We have released repeated data sets that show that our concordance between tissue and cell-free DNA, both in blood and in urine is dramatically higher than the numbers that are quoted there.

Okay.

Again, that makes in an indirect way, makes the case for our argument, that circulating tumor DNA is a very informative diagnostic specimen. But if you don't have the right sample, if you don't have the right amount, if you don't have the right assay technology, you're not going to achieve the type of clinical sensitivity that you need. We do achieve that.

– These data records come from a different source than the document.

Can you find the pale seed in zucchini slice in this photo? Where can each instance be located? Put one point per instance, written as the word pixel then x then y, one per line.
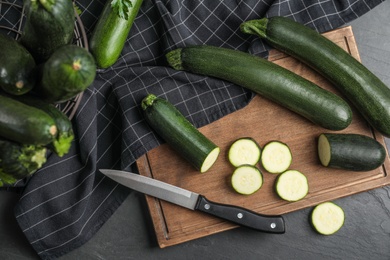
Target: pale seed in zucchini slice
pixel 327 218
pixel 276 157
pixel 247 179
pixel 244 151
pixel 292 185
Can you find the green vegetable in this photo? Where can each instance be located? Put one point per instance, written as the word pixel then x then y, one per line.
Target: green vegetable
pixel 327 218
pixel 244 151
pixel 276 157
pixel 25 124
pixel 353 152
pixel 246 179
pixel 18 161
pixel 69 71
pixel 292 185
pixel 49 25
pixel 179 133
pixel 267 79
pixel 17 74
pixel 112 29
pixel 365 90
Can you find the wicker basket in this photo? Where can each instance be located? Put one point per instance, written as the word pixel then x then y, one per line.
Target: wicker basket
pixel 11 22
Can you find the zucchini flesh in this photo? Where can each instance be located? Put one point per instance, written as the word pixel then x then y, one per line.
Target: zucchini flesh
pixel 179 133
pixel 292 185
pixel 276 157
pixel 358 84
pixel 244 151
pixel 246 179
pixel 267 79
pixel 327 218
pixel 353 152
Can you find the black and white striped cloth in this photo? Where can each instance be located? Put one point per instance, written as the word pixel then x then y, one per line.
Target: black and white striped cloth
pixel 65 203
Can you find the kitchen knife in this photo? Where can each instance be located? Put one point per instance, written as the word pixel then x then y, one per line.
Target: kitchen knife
pixel 194 201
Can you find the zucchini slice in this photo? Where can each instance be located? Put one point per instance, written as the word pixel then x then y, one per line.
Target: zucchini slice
pixel 292 185
pixel 353 152
pixel 244 151
pixel 247 179
pixel 276 157
pixel 327 218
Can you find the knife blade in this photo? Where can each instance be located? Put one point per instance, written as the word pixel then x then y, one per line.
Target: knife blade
pixel 194 201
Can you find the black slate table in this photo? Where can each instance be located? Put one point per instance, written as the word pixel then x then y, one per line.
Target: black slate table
pixel 129 233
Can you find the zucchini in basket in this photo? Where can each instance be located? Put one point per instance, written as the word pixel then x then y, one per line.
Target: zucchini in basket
pixel 358 84
pixel 267 79
pixel 179 133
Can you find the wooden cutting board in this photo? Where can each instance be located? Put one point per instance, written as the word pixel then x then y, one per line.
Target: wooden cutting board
pixel 264 121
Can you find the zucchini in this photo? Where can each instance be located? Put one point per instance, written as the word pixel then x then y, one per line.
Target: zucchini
pixel 17 67
pixel 358 84
pixel 25 124
pixel 244 151
pixel 247 179
pixel 327 218
pixel 267 79
pixel 110 33
pixel 276 157
pixel 18 161
pixel 179 133
pixel 353 152
pixel 292 185
pixel 69 71
pixel 65 135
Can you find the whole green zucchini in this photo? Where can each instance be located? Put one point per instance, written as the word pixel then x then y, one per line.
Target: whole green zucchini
pixel 25 124
pixel 267 79
pixel 111 31
pixel 17 67
pixel 49 25
pixel 365 90
pixel 179 133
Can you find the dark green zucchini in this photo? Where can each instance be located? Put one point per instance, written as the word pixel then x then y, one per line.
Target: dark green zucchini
pixel 65 135
pixel 179 133
pixel 353 152
pixel 365 90
pixel 49 25
pixel 25 124
pixel 267 79
pixel 69 71
pixel 110 33
pixel 18 161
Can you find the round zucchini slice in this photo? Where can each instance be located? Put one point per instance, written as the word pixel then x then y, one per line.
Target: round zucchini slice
pixel 244 151
pixel 327 218
pixel 292 185
pixel 247 179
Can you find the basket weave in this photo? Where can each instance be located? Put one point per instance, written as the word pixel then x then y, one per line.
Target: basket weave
pixel 11 22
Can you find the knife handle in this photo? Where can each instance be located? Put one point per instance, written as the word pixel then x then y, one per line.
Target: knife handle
pixel 241 216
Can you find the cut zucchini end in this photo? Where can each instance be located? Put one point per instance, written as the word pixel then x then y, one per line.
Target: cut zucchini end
pixel 244 151
pixel 276 157
pixel 292 185
pixel 247 179
pixel 210 160
pixel 324 152
pixel 327 218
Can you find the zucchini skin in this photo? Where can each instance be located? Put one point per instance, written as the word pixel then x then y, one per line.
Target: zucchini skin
pixel 25 124
pixel 17 67
pixel 358 84
pixel 110 33
pixel 355 152
pixel 176 130
pixel 49 25
pixel 267 79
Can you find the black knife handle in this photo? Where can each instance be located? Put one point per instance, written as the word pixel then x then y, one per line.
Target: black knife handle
pixel 242 217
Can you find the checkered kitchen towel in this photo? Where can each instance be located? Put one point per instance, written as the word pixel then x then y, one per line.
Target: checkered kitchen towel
pixel 66 202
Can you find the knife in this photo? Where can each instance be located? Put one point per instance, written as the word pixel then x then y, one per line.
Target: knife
pixel 194 201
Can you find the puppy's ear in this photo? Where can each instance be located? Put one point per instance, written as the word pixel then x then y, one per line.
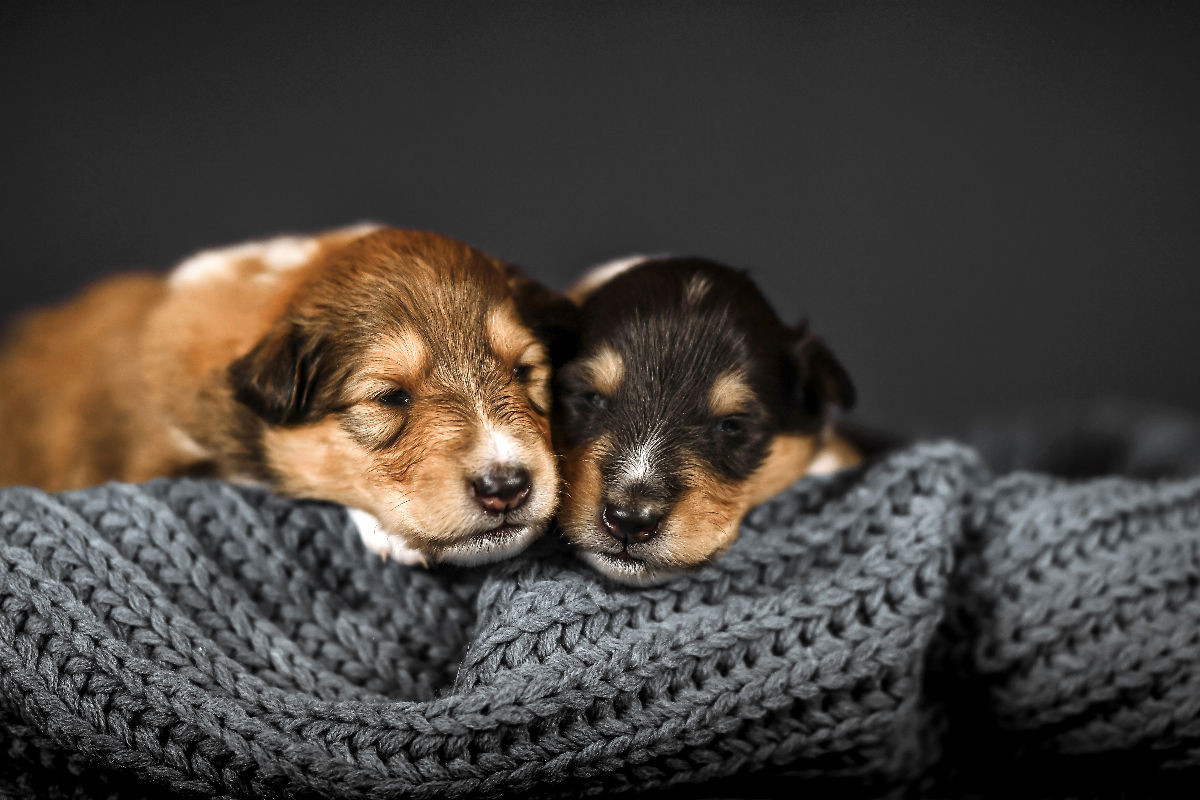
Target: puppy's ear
pixel 281 379
pixel 550 314
pixel 814 380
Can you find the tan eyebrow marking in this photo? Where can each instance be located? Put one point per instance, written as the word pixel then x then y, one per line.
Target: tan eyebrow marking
pixel 730 394
pixel 606 370
pixel 403 356
pixel 509 338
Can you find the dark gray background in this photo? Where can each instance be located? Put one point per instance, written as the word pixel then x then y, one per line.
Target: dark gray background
pixel 978 206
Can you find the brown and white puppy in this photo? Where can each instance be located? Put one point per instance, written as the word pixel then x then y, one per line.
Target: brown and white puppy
pixel 688 403
pixel 390 371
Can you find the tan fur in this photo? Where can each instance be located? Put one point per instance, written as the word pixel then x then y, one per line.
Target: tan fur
pixel 131 380
pixel 583 491
pixel 729 394
pixel 605 370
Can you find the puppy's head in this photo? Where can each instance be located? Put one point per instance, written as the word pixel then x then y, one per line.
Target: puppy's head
pixel 689 402
pixel 405 379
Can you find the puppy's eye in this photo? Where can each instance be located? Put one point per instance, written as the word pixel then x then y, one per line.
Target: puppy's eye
pixel 595 400
pixel 731 426
pixel 395 398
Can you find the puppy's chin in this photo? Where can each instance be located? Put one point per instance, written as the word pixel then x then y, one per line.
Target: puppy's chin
pixel 628 570
pixel 483 547
pixel 669 555
pixel 489 546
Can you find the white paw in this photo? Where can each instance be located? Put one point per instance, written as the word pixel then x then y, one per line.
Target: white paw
pixel 383 543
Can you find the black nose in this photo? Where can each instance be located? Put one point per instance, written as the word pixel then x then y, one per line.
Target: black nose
pixel 503 488
pixel 634 523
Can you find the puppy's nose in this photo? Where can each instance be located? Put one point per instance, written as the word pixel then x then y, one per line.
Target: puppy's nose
pixel 502 488
pixel 633 523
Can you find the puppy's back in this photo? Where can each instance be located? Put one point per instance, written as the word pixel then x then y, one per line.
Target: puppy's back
pixel 69 385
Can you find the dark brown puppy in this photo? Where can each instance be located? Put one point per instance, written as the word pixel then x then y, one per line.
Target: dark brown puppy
pixel 689 402
pixel 391 371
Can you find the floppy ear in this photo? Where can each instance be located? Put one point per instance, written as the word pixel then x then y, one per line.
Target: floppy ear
pixel 815 380
pixel 281 378
pixel 550 314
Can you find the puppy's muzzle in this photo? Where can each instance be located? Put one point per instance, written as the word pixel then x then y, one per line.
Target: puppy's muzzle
pixel 502 488
pixel 633 523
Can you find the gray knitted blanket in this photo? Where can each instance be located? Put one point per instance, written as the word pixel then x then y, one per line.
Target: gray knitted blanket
pixel 923 625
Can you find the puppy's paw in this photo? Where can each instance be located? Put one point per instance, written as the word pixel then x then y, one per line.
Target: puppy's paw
pixel 382 543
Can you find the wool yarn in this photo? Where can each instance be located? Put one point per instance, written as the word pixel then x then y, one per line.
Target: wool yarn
pixel 907 626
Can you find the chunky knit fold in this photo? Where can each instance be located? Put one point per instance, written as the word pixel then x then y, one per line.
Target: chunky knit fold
pixel 886 629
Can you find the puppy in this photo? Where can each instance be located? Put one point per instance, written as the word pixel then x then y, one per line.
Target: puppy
pixel 391 371
pixel 688 403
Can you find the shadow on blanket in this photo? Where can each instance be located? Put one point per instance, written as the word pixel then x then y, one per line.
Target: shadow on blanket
pixel 916 626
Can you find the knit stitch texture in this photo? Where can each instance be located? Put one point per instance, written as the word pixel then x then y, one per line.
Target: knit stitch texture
pixel 919 625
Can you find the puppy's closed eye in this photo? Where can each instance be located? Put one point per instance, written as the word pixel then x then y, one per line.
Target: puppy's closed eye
pixel 395 398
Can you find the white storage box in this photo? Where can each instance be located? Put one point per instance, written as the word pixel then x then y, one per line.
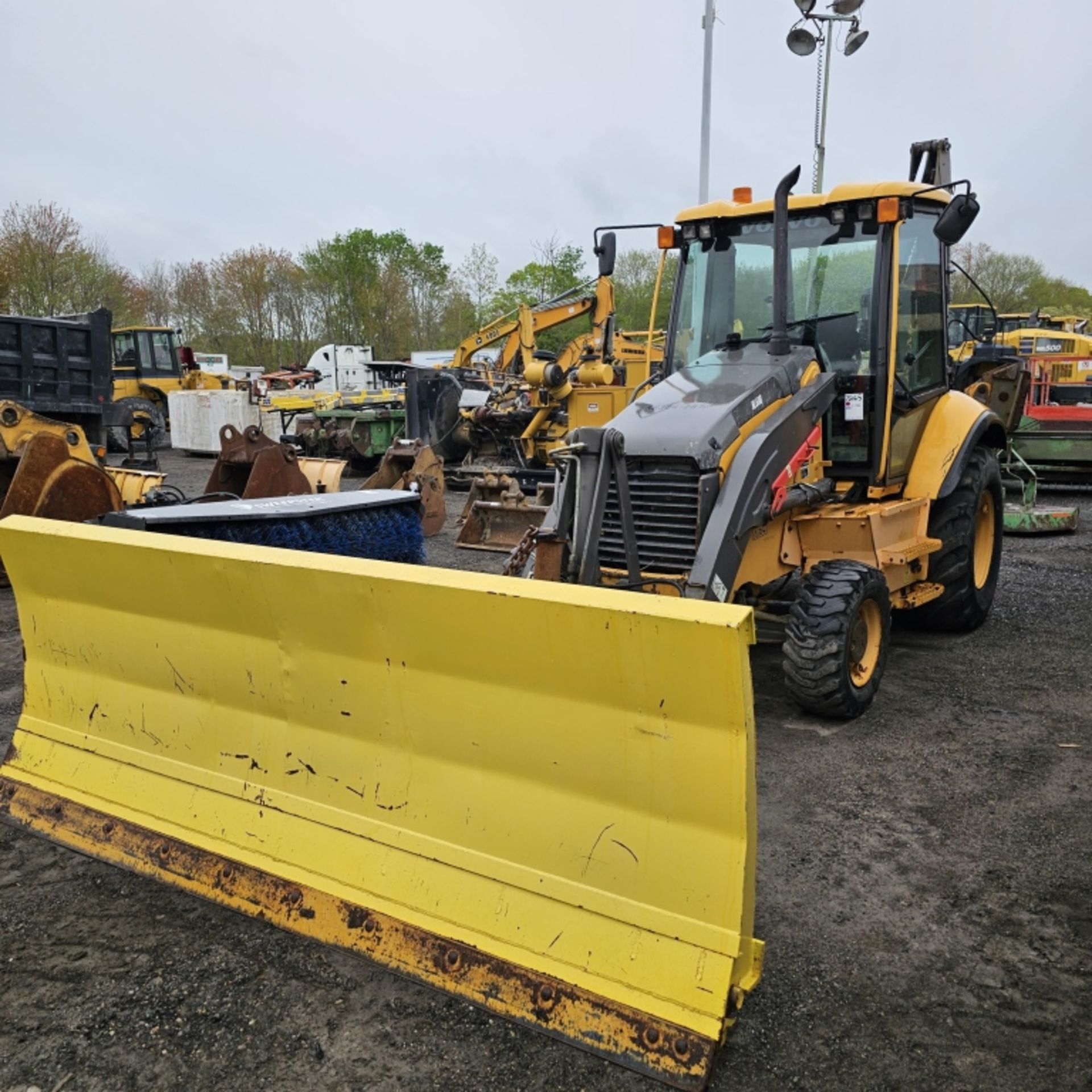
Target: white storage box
pixel 198 416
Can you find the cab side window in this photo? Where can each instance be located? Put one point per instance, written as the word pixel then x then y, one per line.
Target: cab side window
pixel 125 350
pixel 163 359
pixel 920 339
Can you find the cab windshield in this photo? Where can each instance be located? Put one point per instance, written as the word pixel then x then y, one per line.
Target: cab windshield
pixel 727 289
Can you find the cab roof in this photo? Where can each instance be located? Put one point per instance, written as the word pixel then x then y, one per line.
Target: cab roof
pixel 841 195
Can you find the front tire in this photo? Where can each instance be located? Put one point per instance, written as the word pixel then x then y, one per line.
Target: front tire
pixel 969 522
pixel 118 436
pixel 837 639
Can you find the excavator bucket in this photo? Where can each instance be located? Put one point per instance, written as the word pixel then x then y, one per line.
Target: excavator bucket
pixel 412 464
pixel 586 868
pixel 250 465
pixel 53 482
pixel 497 515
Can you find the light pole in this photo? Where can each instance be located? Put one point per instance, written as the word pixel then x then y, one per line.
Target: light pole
pixel 707 84
pixel 803 43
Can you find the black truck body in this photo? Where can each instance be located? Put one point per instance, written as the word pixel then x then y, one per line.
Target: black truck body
pixel 60 369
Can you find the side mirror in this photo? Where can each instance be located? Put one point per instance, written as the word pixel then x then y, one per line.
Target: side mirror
pixel 957 218
pixel 605 253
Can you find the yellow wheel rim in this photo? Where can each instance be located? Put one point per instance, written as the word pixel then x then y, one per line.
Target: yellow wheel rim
pixel 866 636
pixel 984 532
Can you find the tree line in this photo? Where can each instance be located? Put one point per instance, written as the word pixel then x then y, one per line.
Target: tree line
pixel 270 308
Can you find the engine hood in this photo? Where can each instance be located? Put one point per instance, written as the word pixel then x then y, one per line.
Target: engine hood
pixel 698 411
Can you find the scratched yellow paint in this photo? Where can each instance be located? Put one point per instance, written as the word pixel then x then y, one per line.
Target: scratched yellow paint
pixel 587 813
pixel 950 423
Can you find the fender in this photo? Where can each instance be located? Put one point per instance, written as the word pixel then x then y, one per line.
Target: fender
pixel 153 395
pixel 744 502
pixel 956 427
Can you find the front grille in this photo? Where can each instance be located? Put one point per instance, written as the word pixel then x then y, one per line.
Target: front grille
pixel 664 495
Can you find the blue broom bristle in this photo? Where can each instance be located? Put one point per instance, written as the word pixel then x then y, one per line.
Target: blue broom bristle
pixel 379 534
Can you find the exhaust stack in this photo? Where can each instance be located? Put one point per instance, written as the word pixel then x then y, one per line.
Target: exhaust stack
pixel 779 332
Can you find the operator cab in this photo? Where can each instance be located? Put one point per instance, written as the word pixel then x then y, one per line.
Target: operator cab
pixel 146 353
pixel 866 292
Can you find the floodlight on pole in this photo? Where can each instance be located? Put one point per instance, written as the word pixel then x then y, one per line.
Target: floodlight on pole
pixel 801 42
pixel 707 94
pixel 855 41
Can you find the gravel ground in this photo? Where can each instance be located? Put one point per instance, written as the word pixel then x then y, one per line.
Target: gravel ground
pixel 924 891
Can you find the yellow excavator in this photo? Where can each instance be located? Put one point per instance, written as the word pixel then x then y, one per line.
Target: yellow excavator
pixel 512 413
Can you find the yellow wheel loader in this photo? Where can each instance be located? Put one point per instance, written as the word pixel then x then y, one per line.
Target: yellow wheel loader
pixel 149 364
pixel 805 453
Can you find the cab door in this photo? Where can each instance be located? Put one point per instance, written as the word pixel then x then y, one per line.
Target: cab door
pixel 919 367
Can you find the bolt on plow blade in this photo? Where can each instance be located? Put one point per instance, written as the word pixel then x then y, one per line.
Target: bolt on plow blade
pixel 572 846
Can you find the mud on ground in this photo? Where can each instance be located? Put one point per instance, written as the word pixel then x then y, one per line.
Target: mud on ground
pixel 924 889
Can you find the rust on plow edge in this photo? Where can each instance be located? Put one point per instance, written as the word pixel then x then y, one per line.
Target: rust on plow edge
pixel 622 1035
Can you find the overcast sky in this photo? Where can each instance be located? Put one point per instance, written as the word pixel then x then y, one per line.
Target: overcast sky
pixel 179 130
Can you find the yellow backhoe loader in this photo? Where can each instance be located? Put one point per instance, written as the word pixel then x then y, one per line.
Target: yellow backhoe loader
pixel 587 867
pixel 808 445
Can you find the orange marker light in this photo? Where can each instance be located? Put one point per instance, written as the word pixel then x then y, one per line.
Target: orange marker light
pixel 887 210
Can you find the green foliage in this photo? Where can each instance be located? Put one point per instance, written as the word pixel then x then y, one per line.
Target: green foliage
pixel 635 281
pixel 48 268
pixel 268 308
pixel 1016 283
pixel 559 268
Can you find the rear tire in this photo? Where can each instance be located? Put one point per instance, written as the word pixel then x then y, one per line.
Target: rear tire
pixel 837 639
pixel 118 437
pixel 970 522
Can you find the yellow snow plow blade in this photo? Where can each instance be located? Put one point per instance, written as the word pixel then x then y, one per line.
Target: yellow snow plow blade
pixel 317 741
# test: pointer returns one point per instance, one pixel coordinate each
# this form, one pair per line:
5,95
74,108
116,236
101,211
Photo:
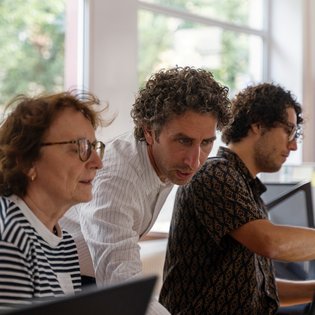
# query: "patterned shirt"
207,271
34,263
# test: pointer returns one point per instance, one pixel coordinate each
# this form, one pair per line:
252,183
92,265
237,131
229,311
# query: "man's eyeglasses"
84,147
293,132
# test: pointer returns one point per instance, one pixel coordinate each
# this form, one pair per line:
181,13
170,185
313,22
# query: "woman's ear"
32,174
148,134
256,128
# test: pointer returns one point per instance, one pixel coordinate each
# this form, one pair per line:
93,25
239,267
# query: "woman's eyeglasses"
84,147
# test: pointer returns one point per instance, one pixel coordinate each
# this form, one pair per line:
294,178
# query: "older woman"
48,159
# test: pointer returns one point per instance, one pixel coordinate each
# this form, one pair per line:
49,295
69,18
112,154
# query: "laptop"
128,298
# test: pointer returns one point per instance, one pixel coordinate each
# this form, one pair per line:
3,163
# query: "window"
33,36
225,37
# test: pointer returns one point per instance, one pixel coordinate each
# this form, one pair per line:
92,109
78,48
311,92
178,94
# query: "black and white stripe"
30,266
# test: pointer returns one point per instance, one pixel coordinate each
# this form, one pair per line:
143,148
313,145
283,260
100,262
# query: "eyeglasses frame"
91,145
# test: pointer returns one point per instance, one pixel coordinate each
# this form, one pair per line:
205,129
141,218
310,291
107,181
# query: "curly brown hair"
22,132
266,104
172,92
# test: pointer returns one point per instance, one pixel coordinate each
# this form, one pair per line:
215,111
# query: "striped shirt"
34,263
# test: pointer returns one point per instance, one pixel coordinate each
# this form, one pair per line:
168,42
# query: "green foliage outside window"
32,36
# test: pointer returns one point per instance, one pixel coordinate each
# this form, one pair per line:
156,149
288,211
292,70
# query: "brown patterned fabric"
206,271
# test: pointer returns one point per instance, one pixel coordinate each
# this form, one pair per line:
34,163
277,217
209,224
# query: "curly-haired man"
176,116
221,242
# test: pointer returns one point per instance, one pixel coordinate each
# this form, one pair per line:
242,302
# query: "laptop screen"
128,298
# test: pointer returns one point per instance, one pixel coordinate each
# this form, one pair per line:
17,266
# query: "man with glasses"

Okay, thanks a lot. Thanks very much.

Dale Beed, Morgan Stanley.

Hi, guys. Thanks for the call today. I just had a couple of questions for Steve. Steve, do you know how much impact did this pilot clinical testing program have on the earnings? Can you give us any color on that?

In that quarter, you've got to view that as a market development exercise. During that quarter, most of that would have been spent on preparation and preparing it to staff, the traveling of the staff, the materials that the staff had out in the field. As I said, the cash burn for the quarter was $5.4 million. That's actually up from $5 million from Q1. Will the things that you just asked about drive the burn rate up? Yes. But, as I also said, I think we've got funding well into 2017. It's not going to be dramatic. The incremental step-ups quarter to quarter are not going to be that significant.

I see. How many tests can you disclose that we would have to do before we would become profitable at this on a daily basis? Do you have any idea on that?

Yes. We're still working on finalizing the answers to those kind of questions, frankly. Have we modeled that? Of course. But, it's still a little early to be discussing that in an open forum.

Okay, thank you.

Ladies and gentlemen, we've reached the end of today's allotted time for the question-and-answer session. At this time I'd like to turn the conference call back over for any closing remarks.

Well, thanks a lot for your interest in Trovagene. I think I want to repeat myself with one statement. This is the liquid biopsies, cell-free DNA, circulating tumor DNA in oncology, is an enormous clinical and economic opportunity. If you are struggling to get your arms around who will be a leading player in this field, look at the clinical data. That's where the answer to that question is. With that, I want to close it for today.

Ladies and gentlemen, that does close today's conference call. We do thank you for attending. You may now disconnect your telephone lines.